Basically TSMC are saying yay us, we're back up to 9k wafers a month like we had on 65nm. The problem is yields per wafer are still WAY down on 65nm, and 9k wafers on 65nm isn't a hugely impressive number all told. You're talking about just over 100k wafers a year, which compared to other fabs doing 300nm wafers, is pretty damn weak. TSMC's main business is smaller cheaper chips on older cheaper processes.
So the whole "we've fixed 40nm, and our 28nm is fantastic" is really, "we're back up to production we had before our huge screw up in October, on our year late and crappy yield process. Though we've promised our last 4 processes on time and missed each and every one, our new process is on time and certainly not maintaining all the mistakes that made 40nm process suck on yields, as it still does over a year after we started it."
The major problem is there are fundamental design flaws with their 40nm, they took the "cheap and easy" route which played a huge issue in how useless it was and how long it took to get up to releasable yields. It also played a massive part in how difficult it was to make Fermi "work" on the process due to design limits when putting a design onto silicon. A large number of these problems are still present in the 28nm design, even if its got HKMG added, the lack of TSMC to get anything work right doesn't actually guarentee their HKMG is going to actually help, design wise it doesn't help.

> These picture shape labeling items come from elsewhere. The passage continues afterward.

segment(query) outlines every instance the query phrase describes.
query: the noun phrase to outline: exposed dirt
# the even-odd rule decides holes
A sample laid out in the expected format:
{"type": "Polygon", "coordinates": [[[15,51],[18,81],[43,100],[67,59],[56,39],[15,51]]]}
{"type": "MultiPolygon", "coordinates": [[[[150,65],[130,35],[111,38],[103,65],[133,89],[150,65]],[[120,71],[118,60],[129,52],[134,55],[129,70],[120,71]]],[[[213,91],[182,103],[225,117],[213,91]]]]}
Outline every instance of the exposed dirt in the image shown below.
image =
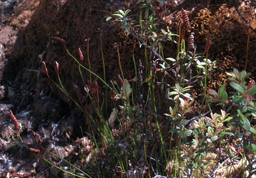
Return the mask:
{"type": "MultiPolygon", "coordinates": [[[[190,24],[195,28],[195,42],[198,52],[204,51],[205,37],[207,32],[210,32],[212,43],[209,58],[217,61],[218,68],[212,74],[209,87],[216,89],[227,83],[225,72],[231,71],[234,67],[240,70],[244,68],[248,34],[247,23],[250,24],[251,30],[246,69],[253,74],[251,78],[255,80],[255,2],[231,0],[190,1],[167,0],[167,5],[160,6],[158,15],[175,32],[174,23],[171,20],[181,18],[182,8],[188,10],[190,24]]],[[[116,80],[120,73],[117,53],[113,47],[115,43],[119,46],[121,61],[125,69],[124,75],[128,80],[133,79],[135,72],[131,51],[134,40],[131,36],[126,37],[118,25],[110,26],[103,17],[119,9],[135,10],[136,2],[135,0],[86,0],[81,3],[67,0],[19,0],[1,11],[0,178],[22,171],[29,173],[31,177],[68,177],[63,172],[50,169],[46,163],[29,153],[20,143],[9,117],[10,109],[21,123],[20,133],[28,145],[40,148],[32,134],[32,131],[36,131],[43,138],[44,147],[61,156],[69,156],[74,164],[84,168],[83,163],[78,159],[78,153],[82,150],[88,156],[91,145],[86,137],[82,141],[81,130],[77,129],[77,126],[81,126],[86,131],[84,120],[81,119],[83,116],[71,101],[48,79],[41,68],[42,61],[45,61],[49,75],[55,81],[57,80],[55,62],[59,62],[63,85],[76,97],[73,83],[83,88],[78,67],[63,47],[50,37],[57,36],[65,39],[70,51],[78,58],[78,49],[80,47],[84,53],[85,65],[87,67],[87,45],[85,40],[89,38],[91,68],[93,72],[102,76],[100,33],[97,30],[99,28],[103,35],[106,80],[116,80]]],[[[173,57],[175,49],[172,44],[164,46],[165,56],[173,57]]],[[[143,48],[135,48],[138,66],[139,59],[143,62],[144,52],[143,48]]],[[[88,78],[88,73],[85,72],[83,75],[88,78]]],[[[195,97],[201,97],[197,90],[200,87],[198,86],[192,90],[195,97]]],[[[194,104],[195,113],[198,106],[198,103],[194,104]]],[[[43,156],[48,156],[46,155],[49,154],[41,150],[43,156]]],[[[54,157],[48,158],[58,165],[64,165],[55,162],[58,159],[54,157]]]]}

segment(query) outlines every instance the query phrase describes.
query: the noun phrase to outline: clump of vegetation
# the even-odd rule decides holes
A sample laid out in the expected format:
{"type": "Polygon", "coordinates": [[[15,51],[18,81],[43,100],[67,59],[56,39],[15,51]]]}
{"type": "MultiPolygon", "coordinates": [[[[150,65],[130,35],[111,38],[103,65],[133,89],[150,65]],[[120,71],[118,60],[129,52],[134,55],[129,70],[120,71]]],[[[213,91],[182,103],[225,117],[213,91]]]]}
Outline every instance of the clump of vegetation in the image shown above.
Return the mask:
{"type": "MultiPolygon", "coordinates": [[[[155,1],[164,3],[161,0],[155,1]]],[[[101,33],[103,77],[92,71],[88,49],[87,68],[81,62],[84,57],[80,48],[78,49],[80,57],[78,59],[70,53],[64,40],[52,37],[63,45],[77,63],[83,84],[83,91],[74,84],[77,96],[71,95],[63,85],[58,62],[55,64],[56,82],[43,61],[48,78],[84,114],[89,138],[88,149],[80,150],[80,158],[85,166],[75,166],[47,150],[41,145],[42,140],[36,133],[33,135],[41,150],[26,146],[51,166],[74,177],[208,178],[234,177],[236,175],[250,177],[255,173],[253,170],[256,152],[254,143],[256,134],[254,126],[255,83],[251,80],[247,83],[246,79],[250,73],[234,69],[233,73],[227,74],[234,90],[228,93],[225,84],[218,92],[209,89],[207,80],[216,68],[215,61],[208,58],[209,33],[205,34],[205,48],[197,49],[194,44],[196,34],[187,12],[182,9],[183,20],[175,22],[177,33],[174,34],[156,18],[154,1],[138,1],[140,13],[136,20],[132,19],[137,16],[130,14],[130,10],[120,9],[106,17],[107,21],[120,23],[127,36],[136,40],[134,48],[136,44],[144,48],[143,60],[137,59],[134,52],[131,55],[136,74],[131,80],[124,75],[122,54],[117,43],[113,47],[118,54],[119,81],[106,80],[101,33]],[[176,46],[176,54],[166,56],[170,55],[164,52],[163,44],[167,43],[176,46]],[[83,76],[82,70],[88,72],[89,79],[83,76]],[[189,91],[195,85],[203,89],[203,96],[199,116],[191,117],[189,113],[194,99],[189,91]],[[100,91],[103,96],[99,94],[100,91]],[[159,100],[162,103],[163,113],[158,105],[159,100]],[[93,109],[89,108],[89,104],[93,109]],[[232,144],[234,142],[236,144],[232,144]],[[64,161],[70,167],[64,170],[51,163],[41,155],[41,151],[64,161]]],[[[10,113],[23,142],[19,134],[18,122],[10,113]]]]}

The advantage for Nvidia will be huge drop in size and more space to better organise the transistors for less leakage, but on the same track, they can't double transistors again as they'd end up with the same behemoth design that was hard to produce. If Nvidia go way less than going for a 1k shader design, while AMD can double their power and have no space issues, we'll have to see where they come in. If Nvidia do go stupid and go yet again for another high power massive core design, they'll likely run into the same issues again and not be competitive on price.